The AFC followed an adaptive 1-up 2-down rule. The threshold was determined after four reversals. The initial step size was 8 dB. After each upper reversal, the step size was decreased to 4 dB and finally to 2 dB. The last four reversals at the smallest step size were averaged to determine the threshold. The starting level was set to 70 dB sound pressure level (SPL) and was increased in case the participant chose the wrong interval until a maximum level of 80 dB SPL. All signals were generated with a duration of 0.5 s including 25 ms raised-cosine ramps at onset and offset with a sampling frequency of 48 kHz.
The BA consisted of 50 trials. Each trial contained three tone pulses. Three pulses were chosen to decrease the chance for the participant to confuse it with a potential steady tinnitus. Each pulse had a duration of 250 ms with a rise/fall time of 20 ms and 100 ms silence between pulses. All signals were generated with a sampling frequency of 48 kHz. The first tone was presented at 60 dB SPL at 12 kHz. The maximum level was 80 dB SPL. To quantify bias effects due to lapses in attention, five silent trials (in addition to the 50 trials) were randomly presented.
The starting level for each test was based on piloting data. The selected levels provided a clearly audible signal in most cases. An impact of this difference in the starting levels cannot be excluded but is unlikely because of the applied adaptive procedure and the rather small difference in starting levels.

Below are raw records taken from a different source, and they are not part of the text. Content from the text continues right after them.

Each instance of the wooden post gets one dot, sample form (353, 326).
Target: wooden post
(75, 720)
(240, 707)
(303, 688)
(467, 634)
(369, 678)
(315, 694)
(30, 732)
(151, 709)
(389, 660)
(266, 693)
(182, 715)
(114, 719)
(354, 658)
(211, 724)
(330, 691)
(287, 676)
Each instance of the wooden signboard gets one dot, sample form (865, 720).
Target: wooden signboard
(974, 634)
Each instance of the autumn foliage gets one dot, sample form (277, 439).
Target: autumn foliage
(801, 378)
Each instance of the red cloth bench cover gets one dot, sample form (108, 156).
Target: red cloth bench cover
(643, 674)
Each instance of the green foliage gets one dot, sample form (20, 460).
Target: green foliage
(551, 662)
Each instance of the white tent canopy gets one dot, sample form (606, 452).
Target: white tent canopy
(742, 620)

The BA was based on Schlittenlacher et al. (2018), but with a length scale of 0.5 octave. The length scale defines how much an estimate is affected by data gathered at adjacent frequencies, and is used in the kernel of the underlying Gaussian process (for details, see Schlittenlacher et al. 2018). In summary, the algorithm uses the available data to determine the frequency/level combination that maximally reduces uncertainty. Following the first tone, frequencies with a distance of 0.25 octave are tested in order to obtain an initial estimate of the threshold at these frequencies. At each frequency, at least one positive (“I heard the tone”) and one negative answer (“I did not hear the tone”) were collected. Thereafter, a continuous function is fitted using a Gaussian process. The fit is updated after each trial to provide a probabilistic estimate of the detection probability for each frequency and level. The BA aims to maximize the information in each trial to cover the desired spectral range. In the final step, it determines the threshold is the level where the detection probability is 50%. The use of an initial grid is not mandatory, but makes the algorithm more robust, and overall, the algorithm leads to a reduction in measurement time (Casolani et al., 2020).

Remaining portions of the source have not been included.